I don’t know if you’ve already tried azathioprine or 6mp, they didn’t do anything for me but some people have years of remission on them. The anti map drugs (antibiotics) is an option but might be worth getting your blood tested first, which is easier said than done, there’s a place in New Zealand that say they can tell if you have it or not. I asked my consultant here in the UK what he thought of anti map and he got in touch with a colleague who has been prescribing it at St Guys (big London hospital), he said they save it for people who have run out of biological and they do get symptom relief for some patients. If you are in Canada the Qbecco people are still recruiting for their clinical trial into a new drug that looks quite hopeful, if you’re USA or Europe there’s talk of a trial next year.

Diet wise, some get remission some don’t, no one seems able to agree on what you’re supposed to eat and drink other than sugar and anything artificial bad, except of course the sugary chemical shakes, which put some people in remission! So who knows.

There are different views on the anti map. Some people describe lasting remission others nothing, and there are implications in terms of long term antibiotic use (resistance) and possible side effects (my consultant said this with a straight face while putting me on
Remicade). If I was out of biological options I’d probably fork out for the lab test to see if it was worth trying.

I don’t know if there’s an option of upping the stelara to try and string it out a bit longer?

I’ve read something about a new drug called filotignib or something like that that’s in trials but don’t know much about it.
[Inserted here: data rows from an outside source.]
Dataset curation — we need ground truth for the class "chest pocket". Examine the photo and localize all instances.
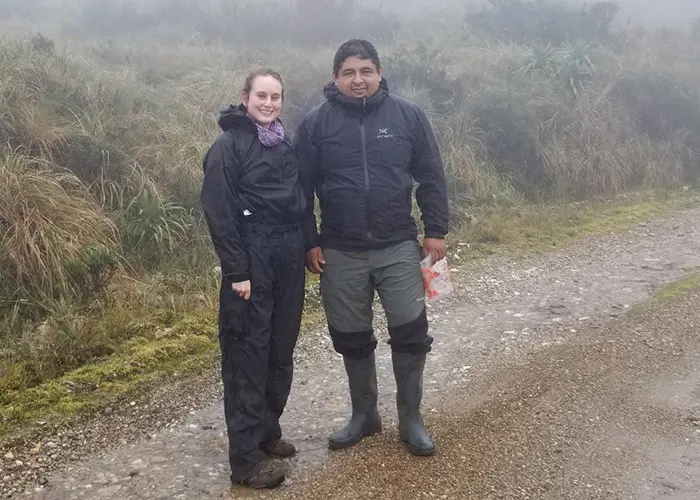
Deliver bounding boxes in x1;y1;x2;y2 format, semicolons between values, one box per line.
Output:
366;125;413;173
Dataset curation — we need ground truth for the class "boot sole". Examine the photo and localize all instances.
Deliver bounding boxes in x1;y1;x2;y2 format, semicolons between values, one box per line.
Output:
401;437;437;457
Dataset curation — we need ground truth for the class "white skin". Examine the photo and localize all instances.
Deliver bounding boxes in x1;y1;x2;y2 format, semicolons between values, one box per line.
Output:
232;75;283;300
306;56;447;274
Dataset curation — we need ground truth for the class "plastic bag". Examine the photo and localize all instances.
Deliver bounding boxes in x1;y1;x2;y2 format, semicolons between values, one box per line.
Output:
420;255;454;302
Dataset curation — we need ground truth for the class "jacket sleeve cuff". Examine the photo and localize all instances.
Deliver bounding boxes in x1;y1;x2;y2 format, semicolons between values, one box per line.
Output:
424;229;445;240
224;272;250;283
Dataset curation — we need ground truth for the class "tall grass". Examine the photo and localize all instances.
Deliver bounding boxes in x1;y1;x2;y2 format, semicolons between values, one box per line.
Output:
0;0;700;386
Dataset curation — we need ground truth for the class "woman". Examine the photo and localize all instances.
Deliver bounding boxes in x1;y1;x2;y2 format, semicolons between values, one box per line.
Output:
201;69;305;488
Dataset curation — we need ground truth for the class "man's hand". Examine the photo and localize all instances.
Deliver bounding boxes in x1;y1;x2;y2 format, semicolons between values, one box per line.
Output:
306;247;326;274
232;280;250;300
423;238;447;264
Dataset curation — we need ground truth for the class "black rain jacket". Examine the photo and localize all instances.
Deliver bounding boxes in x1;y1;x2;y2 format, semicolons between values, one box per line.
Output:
294;79;449;251
200;104;305;282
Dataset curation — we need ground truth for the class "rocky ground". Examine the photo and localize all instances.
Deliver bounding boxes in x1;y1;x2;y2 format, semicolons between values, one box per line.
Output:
0;209;700;499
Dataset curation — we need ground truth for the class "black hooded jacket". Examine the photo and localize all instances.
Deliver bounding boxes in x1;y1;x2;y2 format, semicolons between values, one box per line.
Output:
200;104;305;282
294;79;449;251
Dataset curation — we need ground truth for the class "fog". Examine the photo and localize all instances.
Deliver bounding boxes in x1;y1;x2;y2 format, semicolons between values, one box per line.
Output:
0;0;700;43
Good luck and hope you can get settled again soon.
Thank you. Lots of useful information and ideas. Great!
 
So Ds has been on Stelara for two years
Other options
Simponi
Remicade
Cimiza

Ilaris (some refractory case)
Ivig (some refractory cases)
New IL-23 drugs approved for psoriasis in process of approval for crohns (there are 2-3 of them )
Remember Stelara is il-12/I’ll-23
These are suppose to work better




From
This sounds very promising. I may an “IL”
Gal. I never responded in any real way to Humira or Entyvio.
 

my little penguin

Moderator
Staff member
My son has been on
Remicade (allergic reaction)
Humira (5 years)
Stelara (2 years so far )

Has not needed to try simponi or cimiza yet
 
Have your levels been tested and if you developed antibodies? I would test for that first. My son stopped responding after a year and levels were low with no antibodies so they increased dose to every 4 weeks. I have also heard of a re-loading dose and adding in methotrexate or other med to enhance Stelara's effect. We tried Thiopurine but it tanked my son's plateletes so had to stop it. He is going for a scope in a few minutes so we will see if Stelara every 4 weeks is doing to trick or if it is time to re-load or change as well. Either way for you, it is important to see your levels. It appears many with Crohns need it every 4 weeks.